Antibiotics - decreased cell death and heart attack injury by maintaining Adenosine Tri Phosphate (ATP) levels in the cells.
A study with rapamycin - an antibiotic (used to trigger organ survival in transplant patients) by Virginia Commonwealth University researchers have revealed that heart tissue damage after an acute heart attack might be protected by rapamycin.
AdvertisementIn the July issue of the Journal of Molecular and Cellular Cardiology, the official publication of the International Society for Heart Research, researchers demonstrated for the first time that pretreatment with a clinically relevant dose of rapamycin induces a protective effect against heart attack injury and reduces programmed cell death.
Researchers believe through the opening of the mitochondrial KATP channel of heart cells, rapamycin enables cells to maintain ATP levels. Mitochondria are cellular organelles critical for converting oxygen into ATP, the key fuel for cellular function.
'Rapamycin may one day be beneficial as a potential therapeutic strategy to limit cell death caused by ischemia or reperfusion injury, and possibly long-term prevention of ventricular remodeling - the changes in size, shape and function that may occur to the left ventricle of the heart,' said Rakesh C. Kukreja, Ph.D., professor of medicine and Eric Lipman Chair of Cardiology at VCU. Kukreja is lead author of the study.
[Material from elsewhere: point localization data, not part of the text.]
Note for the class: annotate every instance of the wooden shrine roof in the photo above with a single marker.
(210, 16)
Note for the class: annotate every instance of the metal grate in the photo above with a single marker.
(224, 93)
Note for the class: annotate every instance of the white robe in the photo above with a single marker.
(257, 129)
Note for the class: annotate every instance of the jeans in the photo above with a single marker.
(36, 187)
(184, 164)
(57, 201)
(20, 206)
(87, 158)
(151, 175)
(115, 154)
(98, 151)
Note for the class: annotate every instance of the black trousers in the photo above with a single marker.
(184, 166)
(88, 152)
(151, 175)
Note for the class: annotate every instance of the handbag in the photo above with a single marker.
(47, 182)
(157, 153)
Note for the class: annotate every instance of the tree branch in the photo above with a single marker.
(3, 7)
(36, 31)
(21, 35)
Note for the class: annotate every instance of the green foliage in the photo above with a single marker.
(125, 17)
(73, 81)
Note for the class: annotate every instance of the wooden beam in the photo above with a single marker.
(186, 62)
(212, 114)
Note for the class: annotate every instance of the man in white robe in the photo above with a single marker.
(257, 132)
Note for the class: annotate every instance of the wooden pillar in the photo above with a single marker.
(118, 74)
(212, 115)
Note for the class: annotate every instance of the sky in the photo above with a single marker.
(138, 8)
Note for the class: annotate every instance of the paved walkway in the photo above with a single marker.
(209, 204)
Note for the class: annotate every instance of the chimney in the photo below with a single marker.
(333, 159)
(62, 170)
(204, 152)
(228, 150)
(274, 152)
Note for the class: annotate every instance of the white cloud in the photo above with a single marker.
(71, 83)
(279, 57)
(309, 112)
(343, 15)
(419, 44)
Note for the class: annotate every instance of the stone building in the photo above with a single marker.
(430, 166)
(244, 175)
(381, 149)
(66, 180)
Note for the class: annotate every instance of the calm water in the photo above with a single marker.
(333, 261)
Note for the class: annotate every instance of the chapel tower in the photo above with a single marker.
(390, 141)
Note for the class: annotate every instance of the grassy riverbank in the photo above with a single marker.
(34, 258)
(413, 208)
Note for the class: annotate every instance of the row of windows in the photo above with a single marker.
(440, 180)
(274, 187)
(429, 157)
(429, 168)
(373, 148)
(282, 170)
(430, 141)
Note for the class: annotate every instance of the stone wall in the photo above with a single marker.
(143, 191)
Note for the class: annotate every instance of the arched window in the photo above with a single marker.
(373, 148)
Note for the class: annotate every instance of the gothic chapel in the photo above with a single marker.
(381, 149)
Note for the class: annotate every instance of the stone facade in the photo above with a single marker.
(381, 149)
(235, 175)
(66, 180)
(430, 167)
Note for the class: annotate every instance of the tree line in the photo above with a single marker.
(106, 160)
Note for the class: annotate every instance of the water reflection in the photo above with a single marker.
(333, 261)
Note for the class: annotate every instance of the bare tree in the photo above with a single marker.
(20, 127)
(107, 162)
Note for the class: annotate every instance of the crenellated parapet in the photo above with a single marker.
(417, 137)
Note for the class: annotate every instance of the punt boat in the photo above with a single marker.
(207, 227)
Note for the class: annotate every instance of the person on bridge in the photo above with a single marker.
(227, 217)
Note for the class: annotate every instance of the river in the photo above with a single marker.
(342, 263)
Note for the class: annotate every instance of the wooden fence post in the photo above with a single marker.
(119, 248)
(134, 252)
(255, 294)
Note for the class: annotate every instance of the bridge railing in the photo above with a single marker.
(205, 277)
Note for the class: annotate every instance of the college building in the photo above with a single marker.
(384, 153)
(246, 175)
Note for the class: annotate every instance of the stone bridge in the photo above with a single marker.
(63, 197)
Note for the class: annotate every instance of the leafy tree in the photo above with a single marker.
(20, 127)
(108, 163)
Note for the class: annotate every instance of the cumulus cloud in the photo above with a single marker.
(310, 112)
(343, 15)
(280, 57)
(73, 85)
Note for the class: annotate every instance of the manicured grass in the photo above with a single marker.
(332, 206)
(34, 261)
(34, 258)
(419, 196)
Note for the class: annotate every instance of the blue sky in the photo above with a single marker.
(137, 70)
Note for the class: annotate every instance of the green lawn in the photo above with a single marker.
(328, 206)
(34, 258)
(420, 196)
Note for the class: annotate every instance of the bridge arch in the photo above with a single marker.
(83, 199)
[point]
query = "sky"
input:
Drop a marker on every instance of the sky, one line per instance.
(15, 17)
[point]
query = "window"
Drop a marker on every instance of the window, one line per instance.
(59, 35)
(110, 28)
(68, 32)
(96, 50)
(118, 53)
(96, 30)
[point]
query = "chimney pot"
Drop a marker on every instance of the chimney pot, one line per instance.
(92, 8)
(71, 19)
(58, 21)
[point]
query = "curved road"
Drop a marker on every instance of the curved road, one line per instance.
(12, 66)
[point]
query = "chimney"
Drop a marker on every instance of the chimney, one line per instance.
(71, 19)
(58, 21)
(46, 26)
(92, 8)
Rapamycin blocks protein synthesis by inhibiting the mammalian target of rapamycin (mTOR), an essential component in the pathway of the cell cycle progression. The drug has been found to be important in transplant medicine and especially in kidney or heart transplantation. Additionally, Kukreja said that because of the antibiotic's antigrowth properties, rapamycin effectively reduces coronary restonosis, the abnormal narrowing of a blood vessel. In coronary angioplasty, stents coated with rapamycin are implanted to reduce the risk of restonosis.
'A significant clinical question will be whether or not rapamycin coated stents can be utilized in patients to favorably affect damaged heart muscle beyond the blockage causing a heart attack,' said George W. Vetrovec, M.D., chair of cardiology at VCU's School of Medicine, and co-author of the study.
For the last several years, Kukreja and his colleagues have studied a class of erectile dysfunction drug known as phosphodiesterase-5 inhibitors as part of ongoing research into heart protection. The team first investigated Viagra®, generically known as sildenafil, and more recently, Levitra®, generically known as vardenafil, and found that both compounds showed protective effects in the heart during experimental heart attacks in animal models.
This work was supported by grants from the National Institutes of Health, and American Heart Association, National Center.